# How happy are Zürcher with Tempo 30?

Dataset from [Daten der Bevölkerungsbefragung der Stadt Zürich 1999 bis 2019](https://data.stadt-zuerich.ch/dataset/prd_stez_bevoelkerungsbefragungen_seit1999_od4730)
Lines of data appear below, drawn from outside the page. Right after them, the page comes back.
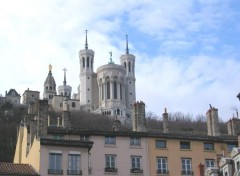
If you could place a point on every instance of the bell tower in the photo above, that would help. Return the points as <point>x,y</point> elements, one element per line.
<point>128,62</point>
<point>86,58</point>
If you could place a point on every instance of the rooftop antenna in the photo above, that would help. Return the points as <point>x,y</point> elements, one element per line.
<point>86,44</point>
<point>127,50</point>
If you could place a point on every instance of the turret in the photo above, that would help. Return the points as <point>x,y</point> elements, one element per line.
<point>86,58</point>
<point>65,90</point>
<point>128,62</point>
<point>49,86</point>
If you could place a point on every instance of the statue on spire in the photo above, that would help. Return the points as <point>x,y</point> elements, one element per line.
<point>50,67</point>
<point>86,44</point>
<point>110,62</point>
<point>127,50</point>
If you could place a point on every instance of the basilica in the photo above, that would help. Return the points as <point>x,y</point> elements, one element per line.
<point>109,91</point>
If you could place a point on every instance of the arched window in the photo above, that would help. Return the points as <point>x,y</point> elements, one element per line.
<point>83,62</point>
<point>108,89</point>
<point>102,92</point>
<point>115,89</point>
<point>120,91</point>
<point>87,61</point>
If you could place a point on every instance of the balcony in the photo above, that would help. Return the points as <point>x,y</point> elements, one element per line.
<point>110,169</point>
<point>55,171</point>
<point>74,172</point>
<point>136,170</point>
<point>162,172</point>
<point>186,172</point>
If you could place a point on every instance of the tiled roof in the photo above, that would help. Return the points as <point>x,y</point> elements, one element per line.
<point>17,169</point>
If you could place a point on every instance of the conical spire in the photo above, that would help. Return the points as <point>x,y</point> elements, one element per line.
<point>86,44</point>
<point>127,50</point>
<point>64,82</point>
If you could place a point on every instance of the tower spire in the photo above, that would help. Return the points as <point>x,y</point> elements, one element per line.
<point>64,82</point>
<point>86,44</point>
<point>127,50</point>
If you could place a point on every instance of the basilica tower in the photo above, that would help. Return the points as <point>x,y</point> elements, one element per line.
<point>49,86</point>
<point>128,62</point>
<point>87,78</point>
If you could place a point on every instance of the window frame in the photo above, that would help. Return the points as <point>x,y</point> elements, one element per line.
<point>74,164</point>
<point>186,166</point>
<point>55,163</point>
<point>208,146</point>
<point>135,141</point>
<point>161,144</point>
<point>110,140</point>
<point>210,162</point>
<point>185,145</point>
<point>161,165</point>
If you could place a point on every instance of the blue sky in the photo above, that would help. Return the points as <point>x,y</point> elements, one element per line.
<point>187,52</point>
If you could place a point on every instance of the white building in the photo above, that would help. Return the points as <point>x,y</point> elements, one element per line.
<point>110,90</point>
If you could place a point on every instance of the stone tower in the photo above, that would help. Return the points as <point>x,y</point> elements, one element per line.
<point>138,117</point>
<point>86,58</point>
<point>128,62</point>
<point>65,90</point>
<point>49,86</point>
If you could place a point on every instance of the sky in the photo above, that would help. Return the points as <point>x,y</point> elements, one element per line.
<point>187,52</point>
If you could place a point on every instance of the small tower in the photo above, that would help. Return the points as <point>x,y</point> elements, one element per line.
<point>49,86</point>
<point>65,90</point>
<point>138,117</point>
<point>128,62</point>
<point>86,58</point>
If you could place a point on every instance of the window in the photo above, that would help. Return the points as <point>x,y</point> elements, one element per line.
<point>74,164</point>
<point>87,61</point>
<point>110,140</point>
<point>209,162</point>
<point>120,91</point>
<point>83,62</point>
<point>108,90</point>
<point>160,144</point>
<point>110,163</point>
<point>184,145</point>
<point>162,165</point>
<point>55,163</point>
<point>84,138</point>
<point>136,164</point>
<point>186,166</point>
<point>115,89</point>
<point>230,146</point>
<point>208,146</point>
<point>136,141</point>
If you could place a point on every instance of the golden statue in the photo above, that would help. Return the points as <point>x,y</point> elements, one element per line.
<point>50,67</point>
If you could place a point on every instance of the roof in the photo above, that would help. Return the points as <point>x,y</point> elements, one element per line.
<point>149,134</point>
<point>12,92</point>
<point>17,169</point>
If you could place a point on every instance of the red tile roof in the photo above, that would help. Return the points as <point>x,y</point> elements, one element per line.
<point>17,169</point>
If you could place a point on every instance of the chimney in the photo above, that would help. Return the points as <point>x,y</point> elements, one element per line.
<point>138,117</point>
<point>212,122</point>
<point>200,170</point>
<point>66,118</point>
<point>117,125</point>
<point>42,117</point>
<point>165,121</point>
<point>232,126</point>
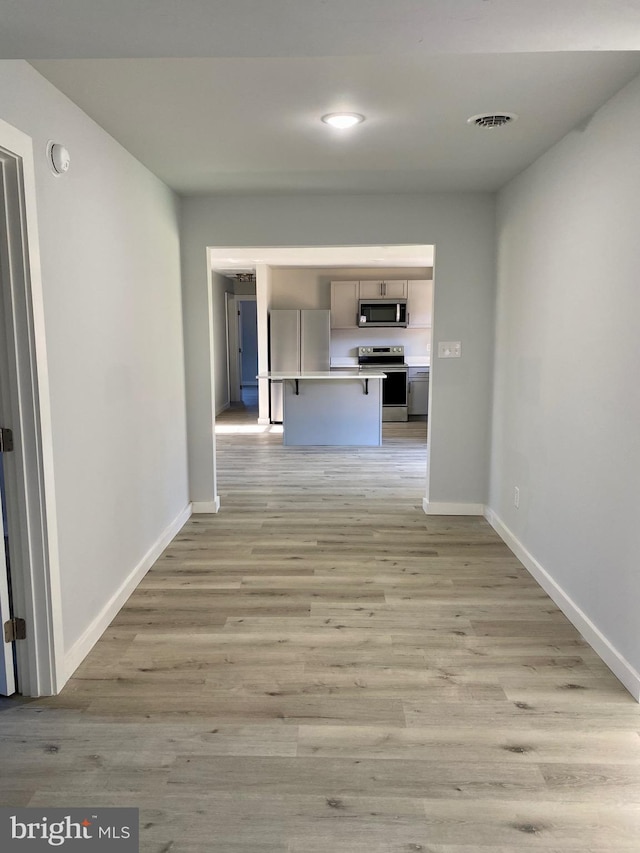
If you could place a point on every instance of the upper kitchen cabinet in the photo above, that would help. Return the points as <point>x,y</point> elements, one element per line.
<point>395,289</point>
<point>419,303</point>
<point>344,304</point>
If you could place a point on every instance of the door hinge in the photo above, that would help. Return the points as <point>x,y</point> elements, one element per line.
<point>6,440</point>
<point>15,629</point>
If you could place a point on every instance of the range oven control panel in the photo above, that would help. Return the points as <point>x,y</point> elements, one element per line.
<point>381,351</point>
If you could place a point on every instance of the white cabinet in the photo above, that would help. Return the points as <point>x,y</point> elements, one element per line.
<point>344,304</point>
<point>395,289</point>
<point>419,304</point>
<point>418,390</point>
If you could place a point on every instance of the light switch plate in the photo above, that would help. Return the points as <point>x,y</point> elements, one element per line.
<point>449,349</point>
We want to compare this with the kilometers (or number of roads) with Tempo 30 in each Kreis :
- [Verkehrszonen](https://www.ogd.stadt-zuerich.ch/geodaten/Verkehrszonen?format=10009)

---

You need to unzip `bev473od4731.zip` before running this notebook.

In [104]:
import pandas as pd

In [105]:
df = pd.read_csv('bev473od4731.csv')
df.shape

(28370, 318)

In [106]:
df.head()

Unnamed: 0,StichtagDatJahr,intnr,methode,fbversion,sgewicht,pgewicht,kreis,s1,f1,f2,...,f58_8,f58_9,f58_10,f58_11,f58_12,f58_13,f59,f60a,f60b,f60c
0,2019,1101,online,Unbekannt,0.279589,17.75,Kreis 01/02,Frau,Eher gerne,Note 4,...,Ja,Nein,Nein,Nein,Nein,Nein,Sehr zufrieden (6),Sehr zufrieden (6),Sehr zufrieden (6),Sehr zufrieden (6)
1,2019,1102,online,Unbekannt,1.020983,64.818182,Kreis 07,Frau,Eher gerne,Note 5,...,Nein,Nein,Nein,Nein,Nein,Nein,3,4,3,3
2,2019,1103,online,Unbekannt,0.551302,35.0,Kreis 01/02,Frau,Sehr gerne,Note 6 (sehr gut),...,Ja,Nein,Nein,Nein,Nein,Nein,Sehr zufrieden (6),4,5,5
3,2019,1104,online,Unbekannt,0.989136,62.796296,Kreis 09,Frau,Sehr ungern,Note 6 (sehr gut),...,Nein,Nein,Nein,Nein,Nein,Nein,4,5,5,5
4,2019,1105,online,Unbekannt,0.986286,62.615385,Kreis 01/02,Frau,Sehr gerne,Note 5,...,Nein,Nein,Nein,Nein,Ja,Nein,3,3,3,4


- [Renaming columns](https://stackoverflow.com/a/46096346/5239250)

In [114]:
happy = df[['kreis', 'f1', 'f4l']].rename(columns={'f1': 'happy_zh', 'f4l': 'happy_30'})

happy.head()

Unnamed: 0,kreis,happy_zh,happy_30
0,Kreis 01/02,Eher gerne,Weiss nicht
1,Kreis 07,Eher gerne,Weiss nicht
2,Kreis 01/02,Sehr gerne,Note 4
3,Kreis 09,Sehr ungern,Note 6 (sehr zufrieden)
4,Kreis 01/02,Sehr gerne,Note 5


https://chrisalbon.com/python/data_wrangling/pandas_list_unique_values_in_column/

In [115]:
happy.happy_zh.unique()

array(['Eher gerne', 'Sehr gerne', 'Sehr ungern', 'Eher ungern',
       'Keine Angabe'], dtype=object)

In [116]:
happy = happy[happy.happy_zh != 'Keine Angabe']
categories = {'happy_zh': {'Sehr gerne': 4, 'Eher gerne': 3, 'Eher ungern': 2, "Sehr ungern": 1}}
happy.replace(categories, inplace=True)
happy.head()

Unnamed: 0,kreis,happy_zh,happy_30
0,Kreis 01/02,3,Weiss nicht
1,Kreis 07,3,Weiss nicht
2,Kreis 01/02,4,Note 4
3,Kreis 09,1,Note 6 (sehr zufrieden)
4,Kreis 01/02,4,Note 5


- [How do I remove unwanted parts from strings in a column?](https://stackoverflow.com/a/54302517/5239250)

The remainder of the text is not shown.